I show that a fragment of (multi-sorted) first-order logic can be used to represent and reason about policies. This fragment is expressive enough to express many policies of interest, while still remaining tractable. More precisely, questions about entailment, such as `May Alice access the file?', can be answered in quadratic time, as can the consistency question `Do the policies permit and forbid the same action?'. If time permits, I'll also discuss a prototype that we have built whose reasoning engine is based on the logic and whose interface is designed for non-logicians, allowing them to enter both policies and background information, such as `Alice is a student', and to ask questions about the policies. Finally, I'll discuss the extent to which our logic can capture policies written in XrML, a popular language for writing policies. This is joint work with Vicky Weissman.

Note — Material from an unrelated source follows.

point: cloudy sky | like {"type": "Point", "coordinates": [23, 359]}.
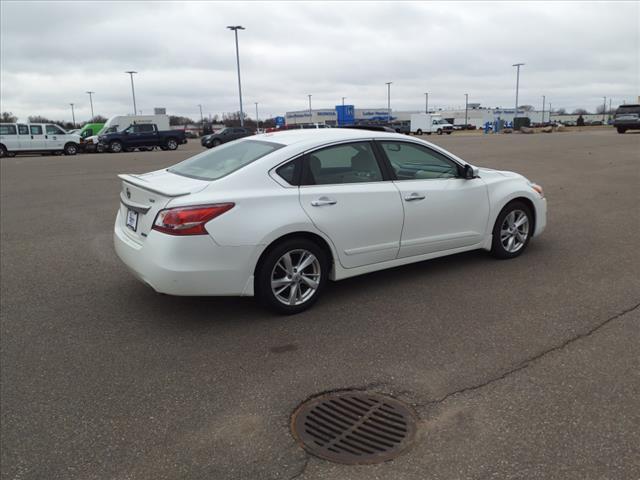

On the Correctness of Java Bytecode Verification
Speaker: Dexter Kozen
Slides

The Java bytecode verification algorithm as described in the Java Virtual Machine (JVM) specification [Lindholm and Yellin 1996] is a standard worklist algorithm commonly used in dataflow analysis. It derives a least-fixpoint type annotation representing a conservative approximation to the types of values in local variables and on the operand stack at any point in the program.

The bytecode verification algorithm and its specification have come under considerable scrutiny, since the security of Java depends on it. The specification has been faulted by many authors as being ambiguous and incorrect. One major criticism raised by Abadi and Stata [1998] concerns jsr/ret instructions, which are used to implement the Java try/catch/finally construct. As the criticism goes, because jsr and ret are asymmetric---jsr pushes a return address on the stack, ret returns to a return address in a local variable---there is no guarantee that jsr subroutines exhibit LIFO (last-in-first-out) behavior; in other words, there is no guarantee that a ret instruction returns to the most recent call site. The analysis is further complicated by the polymorphism of jsr subroutines over untouched local variables. Abadi and Stata [1998] (see also O'Callahan [1999]) devise a fairly involved type system and show that it guarantees LIFO behavior. However, they avoid issue of whether the original worklist algorithm is correct.

In this talk I will describe how to interpret the JVM specification so as to resolve the minor ambiguities in the description of the treatment of jsr/ret and prove that the original algorithm as described in [Lindholm and Yellin 1996] is correct and guarantees LIFO behavior.

Type-Safe Memory Management in Cyclone
Speaker: Greg Morrisett
Slides

Cyclone is a type-safe dialect of C intended for systems applications where security and reliability are a prime concern. The type-safety guarantee ensures that a wide class of common C problems, such as buffer overruns and format string attacks, cannot happen. The most novel aspect of Cyclone is its support for programmer-controlled memory management. We support a flexible combination of garbage collection, stack allocation, lexical regions, arenas, linear pointers, and reference counted pointers. The primary technical challenge has been a smooth integration of these features while retaining a type-safety guarantee.

NUTSS: The De-facto Next Generation Internet
Speaker: Paul Francis
Slides

Recent announcements by Defense Department CIO John Stenbit call for transition to IPv6 by 2008. This aggressive push towards IPv6 entails a certain amount of risk, because the military may very likely find itself well ahead of the COTS curve, thus exposing itself to the costs and security risks of being an early adopter. At the same time, the IETF is quietly and comprehensively (and grudgingly) solving the problems associated with the use of NATs in IPv4. This work has progressed to a point where all of the goals of IPv6 are satisfied. Indeed the key components of this progression may be identified and expressed as a cohesive architecture, which we call NUTSS after its key components: NAT, URI, Tunnels, SIP, and STUN. This talk describes this emerging architecture, discusses its pros and cons, and suggests future directions.